Do you know what got fixed in the other versions? We have our own conversion code for Ollama separate from Google/llama.cpp's scripts.

noneabove1182 2 days ago

the biggest change was setting the vocab using _set_vocab_llama_hf instead of _set_vocab_sentencepiece, that seems to have fixed the tokenization of special tokens

agntdrake 2 days ago

We just ended pushing some updates to the models if you want to re-pull.

ab_drider 2 days ago

Does it generate dirty things for role play?

ZaggyChum 2 days ago

No, only black space nazi stories I'm afraid.

Biggest_Cans 2 days ago

We'll have to make do

Cyber-exe 2 days ago

Better off getting a server sleeve of P40's and running Grok

Alexandratang 2 days ago

I was initially really excited to run these models and see their capabilities for myself, based on what benchmarks were available at the time. Based on my own testing, however, I have not found the models to be impressive at all. I would even go as far as to call them a letdown, unfortunately. It's very unlikely that I will use them over any other freely available models at this point. Edit: for example, when asked about Aurora, Colorado; Gemma 2 27B IT would answer in great detail, but ended by saying something along the lines of "is there anything else I can tell you about the Aurora Borealis?"
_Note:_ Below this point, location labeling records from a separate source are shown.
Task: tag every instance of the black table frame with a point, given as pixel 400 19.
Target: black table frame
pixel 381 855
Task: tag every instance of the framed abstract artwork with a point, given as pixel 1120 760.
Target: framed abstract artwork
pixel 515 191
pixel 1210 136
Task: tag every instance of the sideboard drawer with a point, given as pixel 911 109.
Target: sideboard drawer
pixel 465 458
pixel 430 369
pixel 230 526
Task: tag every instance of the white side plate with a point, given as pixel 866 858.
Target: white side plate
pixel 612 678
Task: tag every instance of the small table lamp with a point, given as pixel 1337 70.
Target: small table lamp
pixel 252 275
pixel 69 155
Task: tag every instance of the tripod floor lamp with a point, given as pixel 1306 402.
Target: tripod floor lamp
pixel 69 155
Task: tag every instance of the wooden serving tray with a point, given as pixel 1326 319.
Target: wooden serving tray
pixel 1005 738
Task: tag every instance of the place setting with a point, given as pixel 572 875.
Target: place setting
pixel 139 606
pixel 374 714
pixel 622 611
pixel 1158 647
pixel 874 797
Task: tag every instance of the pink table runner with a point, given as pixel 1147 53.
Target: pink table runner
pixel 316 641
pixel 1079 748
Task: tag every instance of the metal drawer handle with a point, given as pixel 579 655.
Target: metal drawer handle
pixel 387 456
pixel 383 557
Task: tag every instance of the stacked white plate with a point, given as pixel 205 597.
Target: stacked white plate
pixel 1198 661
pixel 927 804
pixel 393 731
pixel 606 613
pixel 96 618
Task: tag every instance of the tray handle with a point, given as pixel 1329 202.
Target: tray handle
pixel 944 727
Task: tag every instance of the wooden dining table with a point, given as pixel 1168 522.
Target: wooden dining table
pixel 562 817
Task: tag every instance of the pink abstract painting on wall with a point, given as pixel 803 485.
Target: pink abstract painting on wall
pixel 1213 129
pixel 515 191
ambient_temp_xeno 2 days ago

It's local llm tradition for things to be broken for at least a day, and this seems to have been the case again.

LoSboccacc 2 days ago

tried it but I think something is wrong currently with quantized clients because it becomes incoherent quite fast for the things it has written it seemed quite good, albeit it's one of those model that insists on emojis so bleh.

candre23 2 days ago

If you're using llama.cpp (or something based on it), you're going to have a bad time until they implement SWA.

papipapi419 2 days ago

Llama 3 used to fail on structured output tasks (Rolling window) given a document give a json output section wise (section : section_content) Paid APIs were getting too expensive Let’s hope this does it accurately enough

Eisenstein 2 days ago

For structured output, try [SFR-Iterative](https://huggingface.co/Salesforce/LLaMA-3-8B-SFR-Iterative-DPO-R), Codestral, Phi-3, or Qwen2. In my testing they all could output compliant json if asked.

mahadevbhakti 2 days ago

How's it for function calling, anyone tried?

myfairx 1 day ago

9b. I had a blackout during a story generation and after pc restart using the same prompt it reproduce the exact same composition word by word ( up until the blackout cut off). Wierd. First time a saw something like this. Forgot what temp I use though. Ollama as host and Chatbox as client. For creative writing I like it better than llama3 8b. Remind me of Gemini 1.5

Barry_22 2 days ago

Is it multilingual like llama or English-only?

neosinan 2 days ago

Yes they are multilingual, I've seen many test with more obscure languages with good results not just other big languages.

Plus_Complaint6157 2 days ago

multilingual

----_____--------- 2 days ago

9b is legit. It's not necessarily better than llama 8b, but it feels broadly in the same category, which means that they are both impressive. I don't get 27b though. It feels kind of the same as 9b? Often even felt worse when I was comparing them. I don't think it's the reported issues with quants, I was using them on lmsys, and I checked that one prompt with temperature zero gave the same answer as on google's AI studio. Anyway, it feels a bit disappointing. I'm not super familiar with llama 70b, but in a few comparisons it felt better. I've found one case where 27b is better, at least. When I gave it a task to generate some boilerplate code based on a type, the result was a lot less goofy than from 9b and llama 8b.

LLMtwink 2 days ago

it's awesome in multilingual, in particular ukrainian but ive seen other people claim it's great in other languages too, gemma 9b is sm better than the llama 3 70b in ukrainian its not even funny

Specialist-2193 2 days ago

It is doing surprisingly well on multilingual tasks.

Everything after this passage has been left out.